Concept artwork for Primal II, depicting Jen with a motorcycle and an energy-infused sword, indicating new gameplay mechanics.

In a 2012 blog post for PlayStation.Blog that commemorated the game's 10 year anniversary and its inclusion to PSN, lead artist Mark Gibbons noted that preliminary work on a sequel was begun that would have featured Lewis as the protagonist. Primal II would have told the story of his journey through hell, back to the real world. Answering fan questions, Chris Sorrell further added that another idea was having the demons enter the real world, with Jen being tasked with fighting them alongside allies from the first entry. However, as the game did not sell well, the sequel was shelved in favor of 24: The Game, based on the TV show of the same name. A large amount of development artwork from the game, including concept art for Primal II, is held in the archive of The Centre for Computing History, and is in the process of being made available to view online as part of their video game preservation initiative.

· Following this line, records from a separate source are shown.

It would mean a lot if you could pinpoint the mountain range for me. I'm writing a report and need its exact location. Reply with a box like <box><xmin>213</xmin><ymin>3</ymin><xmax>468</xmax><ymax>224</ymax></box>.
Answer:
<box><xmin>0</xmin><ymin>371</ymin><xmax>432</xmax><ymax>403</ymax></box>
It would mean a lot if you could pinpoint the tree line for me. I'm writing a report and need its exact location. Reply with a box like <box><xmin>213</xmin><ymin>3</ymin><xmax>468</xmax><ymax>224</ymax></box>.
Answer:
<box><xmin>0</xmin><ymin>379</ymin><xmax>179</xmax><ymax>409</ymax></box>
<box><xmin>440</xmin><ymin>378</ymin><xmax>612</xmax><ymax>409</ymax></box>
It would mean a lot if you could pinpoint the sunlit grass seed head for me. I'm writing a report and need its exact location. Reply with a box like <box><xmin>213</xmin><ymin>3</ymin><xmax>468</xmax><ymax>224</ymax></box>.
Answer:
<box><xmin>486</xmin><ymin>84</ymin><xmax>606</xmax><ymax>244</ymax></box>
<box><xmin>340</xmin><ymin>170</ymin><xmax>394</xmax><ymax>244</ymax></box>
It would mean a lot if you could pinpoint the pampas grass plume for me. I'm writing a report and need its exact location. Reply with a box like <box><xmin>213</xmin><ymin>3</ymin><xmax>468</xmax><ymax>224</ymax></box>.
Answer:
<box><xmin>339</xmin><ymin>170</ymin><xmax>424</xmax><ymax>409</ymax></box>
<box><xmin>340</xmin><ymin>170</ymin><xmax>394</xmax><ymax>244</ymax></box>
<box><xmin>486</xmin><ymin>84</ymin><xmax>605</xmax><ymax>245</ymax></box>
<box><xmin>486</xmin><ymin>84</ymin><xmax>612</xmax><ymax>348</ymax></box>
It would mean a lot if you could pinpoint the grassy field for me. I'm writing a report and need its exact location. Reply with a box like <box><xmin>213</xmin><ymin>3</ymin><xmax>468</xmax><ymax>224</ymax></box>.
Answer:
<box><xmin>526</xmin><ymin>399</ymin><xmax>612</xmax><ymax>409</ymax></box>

In the same post, Sorrell asserted that "in some regards our ambition exceeded our reach, and that the path we took with Primal was at odds with the larger directions the gaming world was headed", especially in regards to open world games and social play, but noted that this contributes to the notion that Primal is a unique piece of gaming history. On the other hand, Gibbons stated that he either gets enthusiastic or indifferent responses to the game as well as regularly meeting people sporting Jen's signature tattoo, which he claims prove its status as a cult classic. Conversely, Ivy Taylor, writing for Eurogamer, noted that a lot of the game has aged badly, singling out the opening sequence as "cringe-inducing", as – according to the author – nothing about the 2000s goth subculture Primal has heavily leaned into had aged well. Taylor also pointed to the outdated and laborious gameplay, but noted that "the developers clearly set their sights beyond what they could ever achieve, but the sheer attempted scope of Primal is unmatched by most modern games", further claiming that the game flew "too close to the sun, failing at almost everything it set out to do", yet lauding its scope and ambitiousness. Closing with the notion, that in all his years as a gamer, he has never played another game quite like it, Taylor surmised: "It's not a game I will ever enjoy again, but for all its flaws, I love it dearly."

GameRant included Primal on its list of the best PlayStation 2 horror games as well as a list of underrated PS2 games. It was also included in a similar list by Den of Geek. The game has also attracted scholarly attention. In a 2005 article, video game scholar Tanya Krzywinska researched how the game draws from shows such as Buffy the Vampire Slayer to create mass appeal and how it constructs its protagonist after the show's eponymous title character.

In February 2012, the game was made available for the PlayStation 3 through the PlayStation Network (PSN) with slightly improved graphics and trophy support. In May 2016, the port was made available for the PlayStation 4 through PSN.